In telling the story, the filmmakers interview several dozen people, who collectively give testimony to a cultural divide that, if anything, is as wide today as ever. What's fascinating is how freakish they all seem. On the right, there are prosecutors and anti-pornography activists saying loony things like, " 'Deep Throat' attacks the very core of our being." Prosecutor Larry Parrish says that images from "Deep Throat" are still in his head 30 years later, and he can't erase them. What a privileged glimpse into the censorious mind. At the same time, the people on the left seem like slobs, who either really believe there's nothing morally wrong with having sex on camera for money or who pretend they don't have moral qualms, in the hope of making these standards mainstream.

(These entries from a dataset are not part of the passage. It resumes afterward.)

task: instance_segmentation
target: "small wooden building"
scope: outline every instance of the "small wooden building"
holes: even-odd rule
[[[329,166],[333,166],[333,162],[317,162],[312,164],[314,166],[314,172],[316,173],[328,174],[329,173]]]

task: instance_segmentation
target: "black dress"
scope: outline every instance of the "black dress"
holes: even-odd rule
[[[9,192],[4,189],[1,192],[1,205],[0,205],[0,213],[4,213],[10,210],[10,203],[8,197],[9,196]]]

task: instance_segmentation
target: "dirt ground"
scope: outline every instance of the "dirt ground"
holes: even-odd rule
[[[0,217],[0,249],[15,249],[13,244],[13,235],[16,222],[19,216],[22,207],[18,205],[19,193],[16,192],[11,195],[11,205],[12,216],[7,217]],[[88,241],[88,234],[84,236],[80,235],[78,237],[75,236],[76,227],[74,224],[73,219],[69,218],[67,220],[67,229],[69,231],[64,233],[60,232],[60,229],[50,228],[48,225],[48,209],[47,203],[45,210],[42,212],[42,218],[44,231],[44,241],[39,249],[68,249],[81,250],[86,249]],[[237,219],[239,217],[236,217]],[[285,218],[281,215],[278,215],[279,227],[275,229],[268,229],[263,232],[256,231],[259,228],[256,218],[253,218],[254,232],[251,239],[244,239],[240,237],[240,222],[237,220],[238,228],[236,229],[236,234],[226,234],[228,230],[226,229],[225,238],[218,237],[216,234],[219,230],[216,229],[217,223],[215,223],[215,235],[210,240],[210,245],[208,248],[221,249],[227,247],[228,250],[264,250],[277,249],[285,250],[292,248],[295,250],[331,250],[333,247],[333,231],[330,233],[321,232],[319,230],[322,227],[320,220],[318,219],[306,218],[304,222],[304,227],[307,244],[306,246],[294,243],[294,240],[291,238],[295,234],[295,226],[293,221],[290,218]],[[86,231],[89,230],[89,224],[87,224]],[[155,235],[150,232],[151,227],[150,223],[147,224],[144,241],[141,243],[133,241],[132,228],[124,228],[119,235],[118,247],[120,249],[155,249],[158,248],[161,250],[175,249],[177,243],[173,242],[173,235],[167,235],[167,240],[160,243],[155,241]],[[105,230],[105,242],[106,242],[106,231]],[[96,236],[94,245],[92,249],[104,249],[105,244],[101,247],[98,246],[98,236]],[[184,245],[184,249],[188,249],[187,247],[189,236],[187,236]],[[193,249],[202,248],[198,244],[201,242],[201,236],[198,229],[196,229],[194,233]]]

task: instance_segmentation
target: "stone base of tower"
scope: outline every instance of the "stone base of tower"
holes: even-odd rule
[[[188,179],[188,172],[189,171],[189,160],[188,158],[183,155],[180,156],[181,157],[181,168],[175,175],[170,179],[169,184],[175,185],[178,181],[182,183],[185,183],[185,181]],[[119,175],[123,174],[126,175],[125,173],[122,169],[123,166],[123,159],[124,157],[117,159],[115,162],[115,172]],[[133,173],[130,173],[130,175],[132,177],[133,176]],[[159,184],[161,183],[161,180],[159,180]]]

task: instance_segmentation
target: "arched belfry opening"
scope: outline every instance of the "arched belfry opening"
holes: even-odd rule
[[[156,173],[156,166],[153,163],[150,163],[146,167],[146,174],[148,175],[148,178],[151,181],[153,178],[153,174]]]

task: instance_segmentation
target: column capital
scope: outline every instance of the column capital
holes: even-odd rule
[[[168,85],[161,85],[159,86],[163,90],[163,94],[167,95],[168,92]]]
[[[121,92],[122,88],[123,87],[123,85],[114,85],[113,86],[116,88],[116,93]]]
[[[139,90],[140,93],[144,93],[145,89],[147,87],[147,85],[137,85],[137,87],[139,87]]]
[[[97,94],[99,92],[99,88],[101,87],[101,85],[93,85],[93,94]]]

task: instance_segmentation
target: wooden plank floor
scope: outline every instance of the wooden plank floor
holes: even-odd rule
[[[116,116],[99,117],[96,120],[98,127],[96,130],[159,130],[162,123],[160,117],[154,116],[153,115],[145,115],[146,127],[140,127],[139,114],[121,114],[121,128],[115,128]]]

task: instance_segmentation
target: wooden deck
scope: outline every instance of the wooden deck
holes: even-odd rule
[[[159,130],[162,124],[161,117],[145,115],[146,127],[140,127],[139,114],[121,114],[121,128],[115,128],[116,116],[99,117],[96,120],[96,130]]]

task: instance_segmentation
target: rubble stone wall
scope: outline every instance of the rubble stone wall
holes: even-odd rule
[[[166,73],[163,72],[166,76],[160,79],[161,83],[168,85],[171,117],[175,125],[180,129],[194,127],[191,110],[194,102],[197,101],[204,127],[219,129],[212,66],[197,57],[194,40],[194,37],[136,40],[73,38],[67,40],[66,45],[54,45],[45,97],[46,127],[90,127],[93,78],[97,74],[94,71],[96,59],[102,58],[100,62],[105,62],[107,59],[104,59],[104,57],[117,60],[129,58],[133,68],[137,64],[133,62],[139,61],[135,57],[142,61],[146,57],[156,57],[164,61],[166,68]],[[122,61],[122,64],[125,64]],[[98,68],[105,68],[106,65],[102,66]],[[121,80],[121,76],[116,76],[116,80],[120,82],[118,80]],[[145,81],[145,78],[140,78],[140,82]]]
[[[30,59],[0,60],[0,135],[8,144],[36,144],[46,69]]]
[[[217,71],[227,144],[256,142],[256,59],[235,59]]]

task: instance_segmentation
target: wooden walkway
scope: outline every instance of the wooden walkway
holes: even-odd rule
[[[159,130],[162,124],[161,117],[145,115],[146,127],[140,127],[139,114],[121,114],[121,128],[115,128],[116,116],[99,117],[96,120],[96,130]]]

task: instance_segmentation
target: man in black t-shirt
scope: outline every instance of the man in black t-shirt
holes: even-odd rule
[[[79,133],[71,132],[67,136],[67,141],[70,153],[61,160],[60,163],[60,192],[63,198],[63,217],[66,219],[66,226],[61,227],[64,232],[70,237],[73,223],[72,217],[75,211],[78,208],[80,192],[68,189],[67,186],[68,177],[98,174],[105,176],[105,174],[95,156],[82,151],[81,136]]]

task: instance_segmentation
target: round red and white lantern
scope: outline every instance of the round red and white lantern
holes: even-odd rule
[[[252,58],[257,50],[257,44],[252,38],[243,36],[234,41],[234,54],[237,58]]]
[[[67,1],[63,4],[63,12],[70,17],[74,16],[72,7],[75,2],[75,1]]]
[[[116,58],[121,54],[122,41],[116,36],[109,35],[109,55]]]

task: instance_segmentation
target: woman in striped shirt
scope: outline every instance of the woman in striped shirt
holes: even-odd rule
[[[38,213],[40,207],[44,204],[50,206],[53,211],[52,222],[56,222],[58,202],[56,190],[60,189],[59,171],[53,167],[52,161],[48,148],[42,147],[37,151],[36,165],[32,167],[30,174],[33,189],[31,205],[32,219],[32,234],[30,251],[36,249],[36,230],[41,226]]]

Both sides deserve each other. Both sides should live together on an island, where they can argue about sex all day, because they have that obsession in common. But heaven help us if one side ever wins the argument, because 90 percent of us would not like the world that either side would have us live in.
"Inside Deep Throat" is inevitably the story of Linda Lovelace (nee Linda Bozeman), who was discovered by porn director Gerard Damiano. With the enthusiasm of a Salzburg concertmaster upon encountering the young Mozart, Damiano recognized in Lovelace's gag-free oral technique the makings of an American classic. The rest is history. Alas, the funding for "Deep Throat" reportedly came from underworld sources. Thus, no one connected with the film ever made any money.
The tragedy of Lovelace's subsequent life is the most arresting part of the "Deep Throat" saga. It's also the one aspect most open to differing interpretations. After spouting the doctrines of free love and happy porn, she became an ally of feminists and an anti-pornography crusader. Then, not long before her death from injuries sustained in a car accident, she posed nude for a magazine. She was broke. She was ideologically confused. She lost jobs when her employes found out her identity. She was the victim, in a sense, of shame. But was this shame intrinsic; that is, the inevitable consequence of her behavior? Or was hers simply the story of a fragile woman who could not maintain her self-esteem in the face of the world's scorn? How you decide that question has a lot to do with how you see the world. I get the feeling Lovelace herself never quite decided. She knew she was a victim. That's about all she had figured out. If this were 200 years ago, Donizetti could do an opera about her.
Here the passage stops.